Given that premise, I’m of the mind that this was a little over done for the oil stocks. So I bought back all 3 of the above names. And I bought back PBF Energy as well.
Just to illustrate my thinking here. Crescent Point at its low of $8.50 was, by my calculations, trading at 3x FCF on $100 Canadian dollar oil. That is getting kind of crazy I think.
A few years ago I wrote this post where I talked about Texas Instruments and compared it to what I thought with the oil stocks.
Texas Instruments trades at a 4.8% free cash flow yield, so basically 21x free cash flow. They don’t get the valuation because their business is growing at leaps and bounds. In fact, revenue is expected to decline from $15.8 billion to $14.7 billion in 2019. Even looking longer-term, revenue was close to $14 billion back in 2010, which means growth since that time has been minimal.
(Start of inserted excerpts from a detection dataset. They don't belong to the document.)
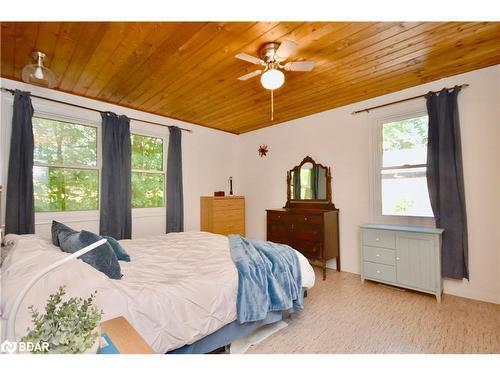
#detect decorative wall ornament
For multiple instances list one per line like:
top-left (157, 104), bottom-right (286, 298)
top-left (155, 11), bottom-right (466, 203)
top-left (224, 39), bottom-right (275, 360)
top-left (258, 145), bottom-right (269, 157)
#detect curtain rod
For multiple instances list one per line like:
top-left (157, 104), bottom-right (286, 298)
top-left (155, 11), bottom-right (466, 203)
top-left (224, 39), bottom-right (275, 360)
top-left (1, 87), bottom-right (193, 133)
top-left (351, 83), bottom-right (469, 115)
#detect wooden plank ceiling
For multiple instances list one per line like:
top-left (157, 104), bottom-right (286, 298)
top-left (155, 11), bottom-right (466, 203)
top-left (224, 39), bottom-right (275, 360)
top-left (1, 22), bottom-right (500, 134)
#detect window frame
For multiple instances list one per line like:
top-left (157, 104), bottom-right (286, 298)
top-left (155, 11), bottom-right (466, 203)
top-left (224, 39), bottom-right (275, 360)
top-left (370, 107), bottom-right (435, 227)
top-left (33, 111), bottom-right (102, 214)
top-left (130, 128), bottom-right (167, 210)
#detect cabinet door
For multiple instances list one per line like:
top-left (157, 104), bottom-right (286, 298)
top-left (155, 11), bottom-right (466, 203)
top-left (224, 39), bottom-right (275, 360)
top-left (396, 233), bottom-right (438, 291)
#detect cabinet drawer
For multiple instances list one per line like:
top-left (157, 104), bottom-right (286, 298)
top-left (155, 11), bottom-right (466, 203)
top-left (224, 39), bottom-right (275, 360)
top-left (213, 198), bottom-right (245, 212)
top-left (363, 246), bottom-right (396, 266)
top-left (363, 229), bottom-right (396, 249)
top-left (363, 261), bottom-right (396, 283)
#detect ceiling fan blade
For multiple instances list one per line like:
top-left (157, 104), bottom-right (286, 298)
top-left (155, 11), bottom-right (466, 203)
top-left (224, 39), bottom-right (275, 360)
top-left (285, 61), bottom-right (314, 72)
top-left (275, 40), bottom-right (299, 61)
top-left (234, 52), bottom-right (263, 64)
top-left (238, 70), bottom-right (262, 81)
At best this looks like a 5% growth business over the long-run.
But Texas Instruments gets a reasonably strong valuation because the company has been very good at returning cash to shareholders. In particular, Texas Instruments is excellent at repurchasing stock.
I realize that the comparison is far from perfect. Oil is not technology. But see my point. The Canadian oil producers have transitioned to a business model that emphasizes free cash flow. Now they are beginning to return that free cash back to shareholders by buying up their shares.
That kind of sums up my thoughts here again. Crescent Point has a $150 million buyback for the first half of 2022. I betcha that is going to be higher in the second half. Remember that Texas Instruments had a flat to declining revenue business but a great performing stock for years. This was because the company buoyed its stock price by repurchasing shares and investors and traders made this a virtuous circle because they saw the shares were supported.
That is what I expected back in 2019 with the oil stocks and it is what I still expect today. Now that we have the excesses knocked out and all the Fintwit oil bulls back on their heels, I think it is worth taking a position on these stocks again.